Los cuentapropistas se quejan de las restricciones en el centro histórico de Santiago de Cuba

Coches con chivos para el entretenimiento infantil en Santiago de Cuba. (Yosmani Mayeta/14ymedio)
Coches con chivos para el entretenimiento infantil en Santiago de Cuba. (Yosmani Mayeta/14ymedio)

Los puntos de venta privados que se sitúen en parques o plazas del centro histórico de Santiago de Cuba tendrán un horario regulado a partir de ahora. La Oficina del Conservador de la ciudad aseguró que la medida, que limita el trabajo por cuenta propia, intenta proteger estos espacios de "alto valor urbano y ambiental".

La nueva disposición ha provocado las quejas de trabajadores del sector no estatal que desarrollan su labor en esas céntricas zonas. Los principales afectados se encuentran en el renglón de la recreación, especialmente los cuentapropistas que ofertan productos como juguetes de plástico, paseos en coche de caballos, ponis o chivos y esparcimiento en carruseles de manufactura propia.

Roberto Gutiérrez, propietario de un compendio de aparatos para la recreación infantil, considera injustas las nuevas medidas. "¿Cómo vamos a pagar la patente y la seguridad social, si ellos nos están presionando para que trabajemos días y horarios muy reducidos?", se pregunta.

En áreas como la Plaza de Marte solo serán permitidos los vendedores de flores y la animación cultural con trovadores si tienen un permiso de la Dirección de Cultura de la ciudad. Una especialista de la Oficina del Conservador confirmó a este diario que "se admiten en la Plaza de Marte, el Parque Céspedes y el Paseo de la Alameda ofertas menores de recreación infantil, como bicicletas o chivos, previa valoración del Plan Maestro, que determinará la cantidad, imagen y horario".

"¿Cómo vamos a pagar la patente y la seguridad social, si ellos nos están presionando para que trabajemos días y horarios muy reducidos?"
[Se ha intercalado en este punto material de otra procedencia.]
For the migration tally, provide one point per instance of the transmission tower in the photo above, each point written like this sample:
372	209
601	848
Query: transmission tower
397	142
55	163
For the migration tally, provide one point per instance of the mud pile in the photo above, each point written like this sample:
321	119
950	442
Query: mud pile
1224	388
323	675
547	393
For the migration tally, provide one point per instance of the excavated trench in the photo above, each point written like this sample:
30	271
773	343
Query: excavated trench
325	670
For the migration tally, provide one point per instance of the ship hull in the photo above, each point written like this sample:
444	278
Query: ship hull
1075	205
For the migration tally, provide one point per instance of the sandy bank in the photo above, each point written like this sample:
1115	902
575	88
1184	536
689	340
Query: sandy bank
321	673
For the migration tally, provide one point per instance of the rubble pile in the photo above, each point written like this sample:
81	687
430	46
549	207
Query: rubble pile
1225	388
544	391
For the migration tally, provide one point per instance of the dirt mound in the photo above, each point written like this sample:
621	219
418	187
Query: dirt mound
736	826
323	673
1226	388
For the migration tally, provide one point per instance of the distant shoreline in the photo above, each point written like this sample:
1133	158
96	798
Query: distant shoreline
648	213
La decisión ha molestado también a muchos padres que llevan a sus hijos a disfrutar de las pocas atracciones para infantes con que contaba la ciudad. Yoandra Delfín, madre de dos niños, explica que el único entretenimiento que tienen los fines de semanas son estos aparatos. "Si regulan la cantidad y los horarios, tendrán menos para disfrutar", protesta.

Algunos vecinos consideran que en lugar de reducir la oferta deberían ampliarla con el apoyo de la red de gastronomía estatal. Leandro Mora, padre de una niña de tres años sugiere que se pongan quioscos con dulces y chucherías para los niños. "Solo son los merolicos y las personas que venden por el mercado negro los que nos abastecen. Nuestros bolsillos no aguantan los precios que tienen los productos", lamenta.

Los santiagueros confían en que las restricciones se apliquen solo para el tiempo que dure el proceso de restauración y embellecimiento para la celebración del V centenario de la ciudad.